Asian Hornets in a Bee hive

Asian Hornet in France


Monday, 17 November 2014

Very poor Honey harvest 2014

Churning out bad news isn’t fun but there is no avoiding the fact that honey yields continue more or less year on year to reduce in both my part and many other parts of France. This has nothing to do with any real or imaginary issues with honey bee populations but is simply a result of the amount of nectar that is available for any single bee colony to collect.

These days increasingly large swathes of France are used for growing cereals where it is the main use of the countryside.  I know I’ve said this many times but it’s fundamental in understanding what is happening with just about every non-woodland species you can think of being affected and needless to say honey bees are no exception. As a result of this massive change in the landscape honey bees and their keepers have become increasingly dependent on a couple of crops to produce surplus harvestable honey due to the loss of native habitat and related flora. This isn’t the same as a bee colony having enough for its own survival which it usually will have but about producing an excess that the bee keeper can remove.

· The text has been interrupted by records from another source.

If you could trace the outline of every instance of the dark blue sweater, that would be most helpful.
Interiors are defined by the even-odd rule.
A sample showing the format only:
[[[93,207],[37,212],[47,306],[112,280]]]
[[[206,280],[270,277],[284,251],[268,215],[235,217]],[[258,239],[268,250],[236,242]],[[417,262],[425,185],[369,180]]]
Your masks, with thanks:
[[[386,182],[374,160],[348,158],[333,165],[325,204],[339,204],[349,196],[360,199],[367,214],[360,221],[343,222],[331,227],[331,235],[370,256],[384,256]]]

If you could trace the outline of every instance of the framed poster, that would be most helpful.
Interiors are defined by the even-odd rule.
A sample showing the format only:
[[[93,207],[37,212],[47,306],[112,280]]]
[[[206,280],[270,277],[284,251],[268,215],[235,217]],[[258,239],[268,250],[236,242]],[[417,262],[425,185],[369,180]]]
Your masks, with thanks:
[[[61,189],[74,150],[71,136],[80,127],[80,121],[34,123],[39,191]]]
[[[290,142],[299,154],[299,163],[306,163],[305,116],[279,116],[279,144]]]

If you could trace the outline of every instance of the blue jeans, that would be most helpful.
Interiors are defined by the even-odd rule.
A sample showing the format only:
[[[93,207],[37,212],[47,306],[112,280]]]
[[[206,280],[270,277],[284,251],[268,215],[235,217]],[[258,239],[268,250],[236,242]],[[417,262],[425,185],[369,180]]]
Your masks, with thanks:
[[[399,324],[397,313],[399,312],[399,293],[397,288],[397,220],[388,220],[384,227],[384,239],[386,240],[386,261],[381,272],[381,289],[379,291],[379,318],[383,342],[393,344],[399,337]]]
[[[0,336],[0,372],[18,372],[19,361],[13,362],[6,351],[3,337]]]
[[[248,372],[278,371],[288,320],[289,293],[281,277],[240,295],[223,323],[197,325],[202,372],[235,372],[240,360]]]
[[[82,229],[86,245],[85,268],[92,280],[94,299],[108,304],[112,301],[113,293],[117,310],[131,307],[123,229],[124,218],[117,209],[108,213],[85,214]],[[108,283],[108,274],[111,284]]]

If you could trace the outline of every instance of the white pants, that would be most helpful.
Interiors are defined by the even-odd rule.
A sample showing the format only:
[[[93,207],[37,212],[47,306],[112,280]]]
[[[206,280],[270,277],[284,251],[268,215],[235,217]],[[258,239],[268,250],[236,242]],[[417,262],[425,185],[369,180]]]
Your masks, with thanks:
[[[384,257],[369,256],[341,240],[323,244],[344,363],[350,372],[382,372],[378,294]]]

Where I live there are essentially three main possible sources that can provide harvestable honey or at least the bulk of it.  These are Oil seed rape, Sweet Chestnut and Sunflower but all three are relatively short flowering and subject to weather conditions being right.

Right conditions in the case of Oil seed rape means a temperature of 16°C or more with good bee flying weather. As Oil seed rape usually flowers here in late March / April these conditions are often not met or perhaps only for a few hours in the afternoon. The flowers last from three to six weeks depending on the weather, (they will last longer in poor wet weather). Another issue with Oil seed rape is that the colonies need to have grown enough to really work the flowers when conditions are right.

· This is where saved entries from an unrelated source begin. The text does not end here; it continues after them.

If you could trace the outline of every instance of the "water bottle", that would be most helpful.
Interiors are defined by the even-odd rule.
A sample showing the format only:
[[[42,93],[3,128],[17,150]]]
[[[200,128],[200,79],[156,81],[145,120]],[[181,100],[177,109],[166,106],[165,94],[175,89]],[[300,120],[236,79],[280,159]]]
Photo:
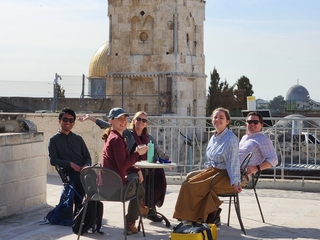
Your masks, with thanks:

The right conditions for Sweet Chestnut are simply long hot dry days, 20 to 25°C being ideal with a flowering time here usually around the second half of June / first half of July. Unfortunately in recent years it has tended to rain a fair amount in this period and heavy rain finishes the flowers off completely. The flowers last a couple of weeks or just a little longer.

Click on photos to enlarge.

The right conditions for Sunflowers to produce a decent yield are more complex and depend on both regular rainfalls while they are growing, then fine weather with a temperature of at least 25°C to produce a good nectar flow. The flowers last a couple of weeks or just a little longer and will be in flower between July and September depending on when sown.

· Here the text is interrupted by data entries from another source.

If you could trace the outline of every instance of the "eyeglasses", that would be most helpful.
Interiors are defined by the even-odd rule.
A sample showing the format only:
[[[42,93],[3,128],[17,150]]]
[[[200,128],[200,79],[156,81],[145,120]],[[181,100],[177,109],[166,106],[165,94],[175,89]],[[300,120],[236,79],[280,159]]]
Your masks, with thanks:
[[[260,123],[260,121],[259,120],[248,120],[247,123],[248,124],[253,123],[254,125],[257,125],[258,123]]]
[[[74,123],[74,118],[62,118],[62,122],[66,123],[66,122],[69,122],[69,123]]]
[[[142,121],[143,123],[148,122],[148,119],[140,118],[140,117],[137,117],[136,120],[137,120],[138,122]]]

Of course some people will have more favourable conditions and depend less on these three sources if they live in or close to a town, village or hamlet with an abundance of other flowers within flying range, sadly not the case for me although mercifully we do have our own three hectares with quite a lot of bramble and other honey bee flowers.

This year conditions just weren’t favourable for the three main sources where I live and the result was a honey harvest that produced about 25% of what it ought to be. Not a disaster personally but worrying as this is the way the countryside is going and it will lead to commercial producers quitting in even larger numbers. Crazy because we are continually being told that there aren’t going to be enough bees to pollinate the crops but it has to be understood that we need more than the agricultural crops to sustain our bees unless we are to become like large parts of the USA shipping the bees round the country in greater and greater numbers and loosing them in equally large numbers. Recent studies are showing that the best place for bees and many other species is in peri-urban situations but these are not usually places where it’s possible to have concentrations of hives.

So thinking positively and working with what I’ve got I’ve been raising, splitting and planting hundreds, (thousands), more plants in our fields to increase the quantity of bee / insect friendly flowers which if nothing else will look nice and provide the variety of nutritional sources that honey bees need to be healthy and at the same time be beneficial to a whole range of other creatures.